Serpent column, Istanbul. Photo by Gryffindor.

Today is the anniversary of the victory of the Greek city states over the Persian army of Xerxes at the Battle of Platea in 480 BCE.

This is the gift the saviors of far-flung Hellas upraised here,

Having delivered their states from loathsome slavery’s bonds.

– Herodotus

A tenth of the booty from the battle was set aside for a dedication to Apollo, in fulfilment of a vow. The bronze column of three intertwined snakes symbolized the cooperation of the city states participating in the battle. The column was topped with a golden or gilded tripod. The monument was placed on a stone base near the altar of Apollo at Delphi. 


Serpent Head, Istanbul Archaeological Museum. Photo by Gryffindor.

The column was desecrated in 345/344 BCE by the Phocians, who stole the treasure from Delphi during a war against the Delphic Amphictyonic League. The conflict was settled by Philip II of Macedon, and the Phocians were fined 400 talents for their act of extreme sacrilege.
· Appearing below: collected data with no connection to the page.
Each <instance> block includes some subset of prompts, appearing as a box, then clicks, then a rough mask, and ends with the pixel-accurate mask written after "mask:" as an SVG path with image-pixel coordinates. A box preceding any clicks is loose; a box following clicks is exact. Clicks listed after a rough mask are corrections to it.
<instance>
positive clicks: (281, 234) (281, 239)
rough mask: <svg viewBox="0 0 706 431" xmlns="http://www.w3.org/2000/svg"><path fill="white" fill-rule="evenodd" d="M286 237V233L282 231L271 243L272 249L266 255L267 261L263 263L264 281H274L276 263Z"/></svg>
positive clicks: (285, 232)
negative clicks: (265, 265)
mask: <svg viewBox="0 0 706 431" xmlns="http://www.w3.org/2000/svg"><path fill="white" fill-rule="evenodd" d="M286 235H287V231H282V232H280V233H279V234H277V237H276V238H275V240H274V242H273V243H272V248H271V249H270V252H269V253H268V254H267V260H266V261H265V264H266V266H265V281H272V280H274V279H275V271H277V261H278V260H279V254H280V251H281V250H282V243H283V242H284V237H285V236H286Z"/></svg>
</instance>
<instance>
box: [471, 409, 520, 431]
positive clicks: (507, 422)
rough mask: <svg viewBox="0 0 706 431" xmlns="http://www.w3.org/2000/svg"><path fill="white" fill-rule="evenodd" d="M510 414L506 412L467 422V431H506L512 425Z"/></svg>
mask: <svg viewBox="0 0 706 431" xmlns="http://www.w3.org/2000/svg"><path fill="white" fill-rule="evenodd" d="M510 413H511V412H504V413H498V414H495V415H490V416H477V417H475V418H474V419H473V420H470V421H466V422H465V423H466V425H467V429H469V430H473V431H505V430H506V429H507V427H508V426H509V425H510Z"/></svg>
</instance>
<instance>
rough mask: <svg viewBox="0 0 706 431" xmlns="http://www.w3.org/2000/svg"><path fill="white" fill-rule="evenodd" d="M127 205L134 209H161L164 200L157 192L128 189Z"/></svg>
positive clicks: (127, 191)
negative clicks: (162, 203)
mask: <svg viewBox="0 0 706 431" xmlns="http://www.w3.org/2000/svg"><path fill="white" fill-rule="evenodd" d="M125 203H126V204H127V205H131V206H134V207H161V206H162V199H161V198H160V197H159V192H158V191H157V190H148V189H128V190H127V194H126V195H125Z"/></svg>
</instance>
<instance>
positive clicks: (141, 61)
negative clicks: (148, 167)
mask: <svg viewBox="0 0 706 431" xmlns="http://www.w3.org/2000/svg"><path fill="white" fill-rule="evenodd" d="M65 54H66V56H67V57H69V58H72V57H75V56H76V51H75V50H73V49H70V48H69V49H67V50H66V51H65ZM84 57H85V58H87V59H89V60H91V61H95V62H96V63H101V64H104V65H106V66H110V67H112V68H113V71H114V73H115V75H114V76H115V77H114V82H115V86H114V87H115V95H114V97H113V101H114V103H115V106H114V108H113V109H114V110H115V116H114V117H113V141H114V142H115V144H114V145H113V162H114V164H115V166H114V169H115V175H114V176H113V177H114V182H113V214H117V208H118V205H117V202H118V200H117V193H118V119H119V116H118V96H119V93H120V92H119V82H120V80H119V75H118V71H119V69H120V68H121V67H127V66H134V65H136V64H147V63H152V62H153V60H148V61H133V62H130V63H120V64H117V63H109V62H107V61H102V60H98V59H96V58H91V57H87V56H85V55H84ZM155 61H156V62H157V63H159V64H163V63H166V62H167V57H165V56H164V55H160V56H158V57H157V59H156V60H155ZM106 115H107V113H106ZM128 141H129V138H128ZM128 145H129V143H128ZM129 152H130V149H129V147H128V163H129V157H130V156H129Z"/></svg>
In 324 CE, Constantine I in had the column relocated to the Hippodrome in the new city of Constantinople. The serpent heads survived until the 1700s. The column was lost when the ground level was raised. Charles Thomas Newton, a British archaeologist, supervised the excavation of the base in 1855. The remaining portion of the column is 7.62 meters/25 feet in height.


Reconstruction of the Serpent Column by doktorjohn, 2010.